Allan Gray has added CSL to its $2.6 billion Australian equities fund, capitalising on recent market volatility. The money manager also increased its holdings in Woolworths and Amcor during what has been described as one of the most challenging earnings seasons on record for the ASX. This period has seen billions of dollars wiped off stock values, creating opportunities for strategic investments.

Portfolio manager Suhas Nayak indicated that the fund had realised profits from high-performing stocks such as gold miner Newmont and Telstra. These profits were then reinvested into blue-chip companies that experienced significant sell-offs in the past month, including CSL. Allan Gray’s move mirrors a similar investment by Airlie, which also bought into the blood plasma giant after its shares declined sharply.

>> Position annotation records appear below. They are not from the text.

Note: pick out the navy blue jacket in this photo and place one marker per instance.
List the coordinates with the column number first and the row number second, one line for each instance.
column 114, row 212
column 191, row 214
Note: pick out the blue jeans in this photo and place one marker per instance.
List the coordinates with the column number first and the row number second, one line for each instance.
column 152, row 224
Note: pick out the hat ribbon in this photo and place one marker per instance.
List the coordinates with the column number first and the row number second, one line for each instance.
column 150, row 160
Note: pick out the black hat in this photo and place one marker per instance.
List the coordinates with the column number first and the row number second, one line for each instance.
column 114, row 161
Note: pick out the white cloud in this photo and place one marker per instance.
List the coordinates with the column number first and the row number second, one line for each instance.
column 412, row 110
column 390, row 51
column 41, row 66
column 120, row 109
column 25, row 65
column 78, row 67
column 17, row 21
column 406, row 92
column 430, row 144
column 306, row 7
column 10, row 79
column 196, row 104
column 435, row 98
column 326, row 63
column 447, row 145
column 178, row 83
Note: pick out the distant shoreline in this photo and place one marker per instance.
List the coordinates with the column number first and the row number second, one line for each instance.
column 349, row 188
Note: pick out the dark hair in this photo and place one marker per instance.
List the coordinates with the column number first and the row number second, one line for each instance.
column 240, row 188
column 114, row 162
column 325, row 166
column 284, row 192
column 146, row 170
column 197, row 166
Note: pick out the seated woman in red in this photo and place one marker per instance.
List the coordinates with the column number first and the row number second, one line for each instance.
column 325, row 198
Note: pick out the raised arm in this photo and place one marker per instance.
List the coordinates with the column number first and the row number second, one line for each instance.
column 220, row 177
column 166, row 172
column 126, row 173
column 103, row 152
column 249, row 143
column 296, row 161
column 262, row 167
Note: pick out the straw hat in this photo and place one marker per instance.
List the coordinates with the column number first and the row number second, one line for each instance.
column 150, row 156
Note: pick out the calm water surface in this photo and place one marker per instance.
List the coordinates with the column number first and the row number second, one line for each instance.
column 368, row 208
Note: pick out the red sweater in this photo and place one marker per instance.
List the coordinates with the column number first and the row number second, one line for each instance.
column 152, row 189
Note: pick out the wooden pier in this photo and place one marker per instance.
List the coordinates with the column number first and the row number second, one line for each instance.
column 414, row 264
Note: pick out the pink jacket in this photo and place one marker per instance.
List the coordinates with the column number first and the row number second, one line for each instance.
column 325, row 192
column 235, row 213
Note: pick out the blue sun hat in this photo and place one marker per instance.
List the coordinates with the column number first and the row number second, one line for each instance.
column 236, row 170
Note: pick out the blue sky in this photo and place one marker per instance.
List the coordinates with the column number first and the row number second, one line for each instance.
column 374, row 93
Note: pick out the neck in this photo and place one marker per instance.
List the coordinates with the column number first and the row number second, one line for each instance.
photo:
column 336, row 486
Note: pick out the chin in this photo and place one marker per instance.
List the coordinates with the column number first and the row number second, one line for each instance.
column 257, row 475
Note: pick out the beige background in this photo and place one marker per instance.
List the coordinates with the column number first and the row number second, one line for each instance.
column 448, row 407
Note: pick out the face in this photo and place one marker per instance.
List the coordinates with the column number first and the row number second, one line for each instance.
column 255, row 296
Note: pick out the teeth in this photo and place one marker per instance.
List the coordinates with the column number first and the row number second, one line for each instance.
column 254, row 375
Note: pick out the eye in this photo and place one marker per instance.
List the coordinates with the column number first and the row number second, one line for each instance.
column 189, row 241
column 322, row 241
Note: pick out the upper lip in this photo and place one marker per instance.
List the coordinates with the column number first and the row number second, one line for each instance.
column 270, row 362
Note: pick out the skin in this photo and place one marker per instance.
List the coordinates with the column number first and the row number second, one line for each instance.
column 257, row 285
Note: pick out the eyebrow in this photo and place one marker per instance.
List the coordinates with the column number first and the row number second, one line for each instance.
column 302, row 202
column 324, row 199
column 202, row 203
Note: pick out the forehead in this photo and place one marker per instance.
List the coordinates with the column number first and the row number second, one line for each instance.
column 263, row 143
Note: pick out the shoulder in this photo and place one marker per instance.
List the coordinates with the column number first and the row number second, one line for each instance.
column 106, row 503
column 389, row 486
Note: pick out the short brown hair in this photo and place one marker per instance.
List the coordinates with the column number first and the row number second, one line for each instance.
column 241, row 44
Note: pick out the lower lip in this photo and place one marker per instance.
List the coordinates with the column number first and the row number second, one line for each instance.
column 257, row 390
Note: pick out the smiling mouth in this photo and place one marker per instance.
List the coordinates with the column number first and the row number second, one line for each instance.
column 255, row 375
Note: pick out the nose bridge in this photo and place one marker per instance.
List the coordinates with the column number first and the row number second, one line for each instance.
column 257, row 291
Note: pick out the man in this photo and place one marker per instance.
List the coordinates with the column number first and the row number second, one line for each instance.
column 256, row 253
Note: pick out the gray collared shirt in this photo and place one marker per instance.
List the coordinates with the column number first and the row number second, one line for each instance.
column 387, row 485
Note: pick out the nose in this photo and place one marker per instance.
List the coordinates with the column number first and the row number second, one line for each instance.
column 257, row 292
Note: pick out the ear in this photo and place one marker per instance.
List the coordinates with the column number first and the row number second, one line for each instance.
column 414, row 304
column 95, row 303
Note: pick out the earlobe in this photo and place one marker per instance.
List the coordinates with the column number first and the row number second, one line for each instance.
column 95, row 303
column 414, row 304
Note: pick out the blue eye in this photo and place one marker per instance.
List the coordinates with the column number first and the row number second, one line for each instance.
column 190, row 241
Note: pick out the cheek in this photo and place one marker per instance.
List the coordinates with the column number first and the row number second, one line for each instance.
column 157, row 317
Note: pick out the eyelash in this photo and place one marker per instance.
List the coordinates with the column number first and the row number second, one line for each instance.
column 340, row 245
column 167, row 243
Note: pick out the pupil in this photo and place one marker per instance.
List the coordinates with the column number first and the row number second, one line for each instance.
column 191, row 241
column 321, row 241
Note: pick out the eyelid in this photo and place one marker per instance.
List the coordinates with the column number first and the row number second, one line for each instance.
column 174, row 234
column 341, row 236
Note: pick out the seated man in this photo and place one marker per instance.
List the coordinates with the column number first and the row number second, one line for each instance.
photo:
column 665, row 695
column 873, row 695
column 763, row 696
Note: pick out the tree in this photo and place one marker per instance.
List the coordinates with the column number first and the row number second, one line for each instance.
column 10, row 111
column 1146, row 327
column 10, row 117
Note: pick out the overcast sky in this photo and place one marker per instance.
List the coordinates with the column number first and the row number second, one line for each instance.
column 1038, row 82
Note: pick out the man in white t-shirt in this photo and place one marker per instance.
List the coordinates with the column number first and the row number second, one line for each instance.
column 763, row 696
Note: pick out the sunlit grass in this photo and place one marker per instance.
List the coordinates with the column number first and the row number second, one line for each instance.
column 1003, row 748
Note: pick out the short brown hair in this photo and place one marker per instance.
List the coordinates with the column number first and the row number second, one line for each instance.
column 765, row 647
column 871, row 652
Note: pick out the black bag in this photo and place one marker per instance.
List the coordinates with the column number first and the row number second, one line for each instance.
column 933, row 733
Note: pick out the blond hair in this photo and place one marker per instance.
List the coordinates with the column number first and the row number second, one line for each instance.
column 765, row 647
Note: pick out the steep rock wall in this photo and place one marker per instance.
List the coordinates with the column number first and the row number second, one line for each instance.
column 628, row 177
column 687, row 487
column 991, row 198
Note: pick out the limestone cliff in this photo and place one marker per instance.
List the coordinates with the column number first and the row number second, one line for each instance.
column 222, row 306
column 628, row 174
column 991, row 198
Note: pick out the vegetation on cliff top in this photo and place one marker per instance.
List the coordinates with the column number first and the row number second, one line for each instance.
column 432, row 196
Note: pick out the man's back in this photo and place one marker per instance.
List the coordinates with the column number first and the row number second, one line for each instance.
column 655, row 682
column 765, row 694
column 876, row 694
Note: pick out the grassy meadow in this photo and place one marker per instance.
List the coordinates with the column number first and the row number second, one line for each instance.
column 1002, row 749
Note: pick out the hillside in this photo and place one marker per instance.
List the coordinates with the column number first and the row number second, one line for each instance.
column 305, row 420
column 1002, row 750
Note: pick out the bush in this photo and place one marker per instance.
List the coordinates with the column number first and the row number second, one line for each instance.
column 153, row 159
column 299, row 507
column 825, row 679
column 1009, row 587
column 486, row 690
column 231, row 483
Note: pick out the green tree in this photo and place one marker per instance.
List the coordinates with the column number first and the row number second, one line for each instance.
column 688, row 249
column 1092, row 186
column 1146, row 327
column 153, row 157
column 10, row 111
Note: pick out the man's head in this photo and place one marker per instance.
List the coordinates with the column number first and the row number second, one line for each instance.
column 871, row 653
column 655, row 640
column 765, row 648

CSL’s share price experienced a 17 per cent drop following announcements of job cuts and plans to spin off its vaccine business. Continued sell-offs throughout September pushed the share price below $200, a level not seen since 2019. CSL is a global biotechnology leader, developing and delivering innovative medicines, including those that treat bleeding disorders and immune deficiencies. They also research, develop, manufacture, and market a range of vaccines and diagnostics.

This strategic repositioning by Allan Gray reflects a broader trend of fund managers seeking value in established companies amid market corrections. The fund’s actions suggest a belief in the long-term potential of these blue-chip stocks despite current market headwinds.